MyKey comes with two keys. One is for the parents, and it can activate a control panel to the left of the steering wheel, letting them set the limits they want. The teenager gets a second key that only works in the ignition and door locks.
The Ford MyKey system will cap speed at 80 mph. Parents cannot set a lower cap such as 70 mph, which is the maximum speed on S.C. interstates.
Parents can set warning signals that chime when a driver hits 45, 55 or 65 mph. The system also has seat-belt reminders, and the radio will not work if the seat belts are not used, Bass said.
And teen drivers can't blast the radio at full volume.
"You can still listen to the music and enjoy it, but it's not going to cause any more distraction," Bass said.
Mark King, youth minister at Trinity United Methodist Church in Blythewood, S.C., said teens will try to beat the system.
"Kids are going to be creative to find ways around it if they don't like it," King said. "I wouldn't hold my breath that it's going to cure reckless driving."
And Cathy Jamieson-Ogg, who is the parent of a 16-year-old driver, said the MyKey system could limit teen driving accidents if it was widely used across the nation.
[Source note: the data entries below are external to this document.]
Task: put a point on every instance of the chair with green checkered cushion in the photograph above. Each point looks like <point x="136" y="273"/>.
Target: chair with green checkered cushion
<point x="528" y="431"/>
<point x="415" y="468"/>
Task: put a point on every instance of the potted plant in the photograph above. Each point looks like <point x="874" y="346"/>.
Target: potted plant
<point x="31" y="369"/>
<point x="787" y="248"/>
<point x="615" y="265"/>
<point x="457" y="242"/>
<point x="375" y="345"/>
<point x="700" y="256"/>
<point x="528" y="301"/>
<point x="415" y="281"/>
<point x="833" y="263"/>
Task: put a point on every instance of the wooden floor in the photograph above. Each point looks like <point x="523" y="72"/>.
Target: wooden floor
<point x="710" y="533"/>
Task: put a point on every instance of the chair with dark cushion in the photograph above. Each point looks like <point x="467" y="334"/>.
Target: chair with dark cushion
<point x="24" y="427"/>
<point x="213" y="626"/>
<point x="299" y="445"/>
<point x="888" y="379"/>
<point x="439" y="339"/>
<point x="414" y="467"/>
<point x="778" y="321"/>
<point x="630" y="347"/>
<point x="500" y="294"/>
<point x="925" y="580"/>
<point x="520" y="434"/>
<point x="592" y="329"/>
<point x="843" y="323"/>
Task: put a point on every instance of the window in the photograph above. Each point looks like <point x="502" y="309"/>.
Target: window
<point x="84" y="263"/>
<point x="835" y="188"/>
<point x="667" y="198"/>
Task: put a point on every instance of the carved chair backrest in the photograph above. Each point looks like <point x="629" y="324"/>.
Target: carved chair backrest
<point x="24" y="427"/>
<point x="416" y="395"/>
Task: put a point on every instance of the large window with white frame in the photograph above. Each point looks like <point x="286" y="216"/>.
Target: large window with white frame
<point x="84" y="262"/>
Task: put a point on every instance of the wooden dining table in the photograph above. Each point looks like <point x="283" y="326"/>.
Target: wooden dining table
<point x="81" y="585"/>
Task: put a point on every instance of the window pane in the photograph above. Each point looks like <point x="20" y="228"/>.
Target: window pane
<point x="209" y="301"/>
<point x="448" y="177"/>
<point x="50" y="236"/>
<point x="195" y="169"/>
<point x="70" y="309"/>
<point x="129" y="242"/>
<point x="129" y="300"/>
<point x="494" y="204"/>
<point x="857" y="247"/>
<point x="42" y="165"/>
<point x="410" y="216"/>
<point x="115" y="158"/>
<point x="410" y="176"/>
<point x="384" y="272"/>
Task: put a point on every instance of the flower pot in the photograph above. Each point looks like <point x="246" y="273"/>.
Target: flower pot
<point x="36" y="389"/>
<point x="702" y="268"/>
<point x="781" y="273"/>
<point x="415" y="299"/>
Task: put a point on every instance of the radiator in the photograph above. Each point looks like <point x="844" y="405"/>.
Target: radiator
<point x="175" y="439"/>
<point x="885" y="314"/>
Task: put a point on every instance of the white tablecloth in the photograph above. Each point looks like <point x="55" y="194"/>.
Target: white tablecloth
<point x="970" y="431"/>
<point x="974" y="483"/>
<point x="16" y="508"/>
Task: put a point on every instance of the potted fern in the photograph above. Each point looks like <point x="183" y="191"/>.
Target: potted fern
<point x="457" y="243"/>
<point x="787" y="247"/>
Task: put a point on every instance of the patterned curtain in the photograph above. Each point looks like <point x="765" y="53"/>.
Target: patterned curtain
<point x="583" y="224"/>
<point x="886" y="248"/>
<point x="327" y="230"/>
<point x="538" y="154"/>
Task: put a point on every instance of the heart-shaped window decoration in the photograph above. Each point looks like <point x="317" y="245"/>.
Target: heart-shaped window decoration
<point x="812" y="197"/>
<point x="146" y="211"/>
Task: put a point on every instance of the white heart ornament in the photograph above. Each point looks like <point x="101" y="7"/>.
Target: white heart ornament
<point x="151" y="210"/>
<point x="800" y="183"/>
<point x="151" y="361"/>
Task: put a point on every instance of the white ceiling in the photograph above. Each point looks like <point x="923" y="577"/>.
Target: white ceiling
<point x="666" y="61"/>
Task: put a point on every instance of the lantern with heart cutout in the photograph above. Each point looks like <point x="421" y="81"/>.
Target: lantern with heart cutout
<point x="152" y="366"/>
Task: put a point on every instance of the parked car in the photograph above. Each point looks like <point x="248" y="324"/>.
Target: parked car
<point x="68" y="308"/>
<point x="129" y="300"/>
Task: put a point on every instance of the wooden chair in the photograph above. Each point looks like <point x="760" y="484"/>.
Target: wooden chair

But she isn't sure about getting it for her daughter, who has been a responsible driver.
"I would feel like I would be micromanaging and baby-sitting her in the car too much," she said.
Plus, the MyKey system cannot do a thing to stop a teen from talking and texting on a cell phone while driving.
"If they could come up with something to stop that," Jamieson-Ogg said, "I would vote for it."